The English word stimuli were obtained from the English Lexicon Project (Balota et al., 2007) database, accessed online through The sample was filtered for accuracy (0.97–1), log frequency (6.16), letter length (6–8) and reaction time (bottom 10%). 65 words were then randomly selected for our final sample and used to create another 65 pseudowords as per the Bahasa Melayu Lexical Decision Task. Similarly, all pseudowords were checked using the Cambridge Dictionary to ensure they were not real words.

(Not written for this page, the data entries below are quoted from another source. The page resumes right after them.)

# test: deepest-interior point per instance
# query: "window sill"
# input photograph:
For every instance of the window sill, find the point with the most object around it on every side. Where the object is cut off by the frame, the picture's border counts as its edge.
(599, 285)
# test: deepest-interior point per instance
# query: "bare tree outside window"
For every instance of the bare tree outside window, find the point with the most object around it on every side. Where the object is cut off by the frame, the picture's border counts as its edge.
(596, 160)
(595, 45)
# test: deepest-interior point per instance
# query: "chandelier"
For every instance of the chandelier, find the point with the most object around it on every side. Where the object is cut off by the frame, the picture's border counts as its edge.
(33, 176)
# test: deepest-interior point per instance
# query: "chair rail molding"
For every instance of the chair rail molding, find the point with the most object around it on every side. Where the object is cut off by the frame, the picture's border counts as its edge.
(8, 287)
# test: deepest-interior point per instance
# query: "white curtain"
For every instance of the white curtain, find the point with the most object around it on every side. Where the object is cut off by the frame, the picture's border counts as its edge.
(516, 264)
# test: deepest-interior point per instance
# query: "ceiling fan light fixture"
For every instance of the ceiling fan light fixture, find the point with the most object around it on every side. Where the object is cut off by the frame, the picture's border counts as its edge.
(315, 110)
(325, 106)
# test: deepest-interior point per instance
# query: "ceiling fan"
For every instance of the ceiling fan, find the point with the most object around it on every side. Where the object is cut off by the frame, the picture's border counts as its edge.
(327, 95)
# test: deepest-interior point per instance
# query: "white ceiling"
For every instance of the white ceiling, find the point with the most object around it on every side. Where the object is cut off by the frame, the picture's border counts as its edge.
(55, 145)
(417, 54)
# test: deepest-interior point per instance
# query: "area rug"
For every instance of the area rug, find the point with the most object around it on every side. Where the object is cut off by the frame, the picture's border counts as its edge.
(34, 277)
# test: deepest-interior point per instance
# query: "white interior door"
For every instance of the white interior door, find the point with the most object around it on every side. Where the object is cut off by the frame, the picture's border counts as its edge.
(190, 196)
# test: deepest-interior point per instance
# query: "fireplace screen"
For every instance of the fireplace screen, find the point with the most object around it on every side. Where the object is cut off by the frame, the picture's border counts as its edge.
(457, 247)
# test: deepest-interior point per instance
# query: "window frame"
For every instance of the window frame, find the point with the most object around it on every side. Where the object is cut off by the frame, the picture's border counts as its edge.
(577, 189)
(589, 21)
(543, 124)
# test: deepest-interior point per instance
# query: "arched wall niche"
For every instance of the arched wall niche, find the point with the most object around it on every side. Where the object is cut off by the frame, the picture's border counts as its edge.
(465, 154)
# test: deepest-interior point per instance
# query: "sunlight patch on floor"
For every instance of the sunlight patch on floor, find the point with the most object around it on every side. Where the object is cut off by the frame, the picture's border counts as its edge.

Responses that were too fast or too slow (RT > 1.5 s or < 0.2 s) were excluded from the analyses. Reaction Time was calculated using data from accurate responses only. Higher Accuracy and RT scores represent higher proficiency.

The lexical decision tasks were administered to each participant in the same order: Chinese, followed by BM, then English. Participants were asked to decide as quickly as and accurately as possible if each word that appeared on the screen was a real word or not using the keyboard to respond. At the start of each lexical decision task, participants were given a practice trial consisting of 5 words and 5 non-words out of the chosen 130-word samples for each language. The words in the practice trials were not reused for the test trials; thus the test trials consisted of 120 words and non-words. Stimuli were presented as white characters in lowercase Arial font, letter height 0.1 in the center of the screen. A 0.5 s fixation point ‘ + ’ at the centre of the screen was presented before each stimulus, followed by a 0.12 s interstimulus interval for all trials. Target words remained on screen until participants responded with either of the response keys.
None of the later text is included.